В Коптосе мы остановились. И Аха-Рахотеп, взяв с собой троих солдат, отправился в город по своим делам: они захватили с собой меня.
Городская стража досматривала нас очень тщательно - и без моих спутников-египтян меня бы точно не пропустили: я видел, как Аха-Рахотеп выгораживает меня, сопровождая свои слова выразительными жестами. Я, охваченный вдохновением, назвал имя и должность своего коптосского родственника: Исидор, сын Тураи, смотритель караванных путей и жрец Хнума. Как это будет по-египетски, я помнил.
Наконец мне поверили… это значило, что Исидор все еще жив!
Мы быстро дошли до его дома.

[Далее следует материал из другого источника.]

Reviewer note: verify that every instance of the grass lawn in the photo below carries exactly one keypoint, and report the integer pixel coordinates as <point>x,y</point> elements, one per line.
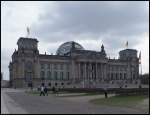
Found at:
<point>123,101</point>
<point>73,94</point>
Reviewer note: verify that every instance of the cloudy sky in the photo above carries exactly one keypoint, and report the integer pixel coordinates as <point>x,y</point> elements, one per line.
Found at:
<point>89,23</point>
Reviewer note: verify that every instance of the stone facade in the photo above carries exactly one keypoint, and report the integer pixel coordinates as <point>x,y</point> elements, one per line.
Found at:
<point>72,66</point>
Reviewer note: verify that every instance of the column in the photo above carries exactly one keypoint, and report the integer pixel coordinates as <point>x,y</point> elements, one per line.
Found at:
<point>85,72</point>
<point>96,71</point>
<point>79,71</point>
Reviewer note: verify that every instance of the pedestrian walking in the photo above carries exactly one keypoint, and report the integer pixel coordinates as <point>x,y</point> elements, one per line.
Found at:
<point>42,91</point>
<point>46,90</point>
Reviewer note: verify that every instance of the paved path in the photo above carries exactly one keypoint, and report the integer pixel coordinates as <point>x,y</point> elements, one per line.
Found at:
<point>4,109</point>
<point>34,104</point>
<point>8,105</point>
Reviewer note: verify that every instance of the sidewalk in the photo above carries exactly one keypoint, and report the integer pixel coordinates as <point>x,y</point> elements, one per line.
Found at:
<point>4,109</point>
<point>8,105</point>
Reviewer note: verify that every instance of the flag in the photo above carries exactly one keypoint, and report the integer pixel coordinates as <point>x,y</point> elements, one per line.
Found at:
<point>28,31</point>
<point>127,44</point>
<point>140,57</point>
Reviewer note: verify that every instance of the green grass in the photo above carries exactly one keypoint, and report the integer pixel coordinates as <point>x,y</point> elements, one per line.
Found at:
<point>84,94</point>
<point>126,101</point>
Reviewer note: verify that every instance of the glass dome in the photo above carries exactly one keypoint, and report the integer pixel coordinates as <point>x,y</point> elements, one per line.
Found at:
<point>66,47</point>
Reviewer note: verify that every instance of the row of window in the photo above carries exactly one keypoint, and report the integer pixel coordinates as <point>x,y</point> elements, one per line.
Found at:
<point>118,68</point>
<point>55,76</point>
<point>55,66</point>
<point>116,76</point>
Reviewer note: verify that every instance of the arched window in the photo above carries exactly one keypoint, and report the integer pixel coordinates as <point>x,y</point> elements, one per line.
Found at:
<point>29,66</point>
<point>61,75</point>
<point>55,76</point>
<point>49,75</point>
<point>42,74</point>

И я постучался, попросив моих охранителей подождать.
Исидор открыл мне сам. Он был дома, и он очень изменился, как вся его страна.
Сын моей царственной бабки вырос, раздался в плечах и снова отрастил волосы - таким я любил его гораздо больше, чем в облике отрешенного жреца; и по глазам моего друга я понял, что он воевал.
- Экуеша, брат мой!.. - воскликнул Исидор, оправившись от изумления.
Мы бросились друг другу в объятия.
- Как я рад, что ты жив! - воскликнул я, снова посмотрев в его сияющие черные глаза.
- А я рад, что жив ты, добравшись сюда, - ответил Исидор. К нему вернулась всегдашняя серьезная сдержанность. - Пойдем, я представлю тебя моей жене.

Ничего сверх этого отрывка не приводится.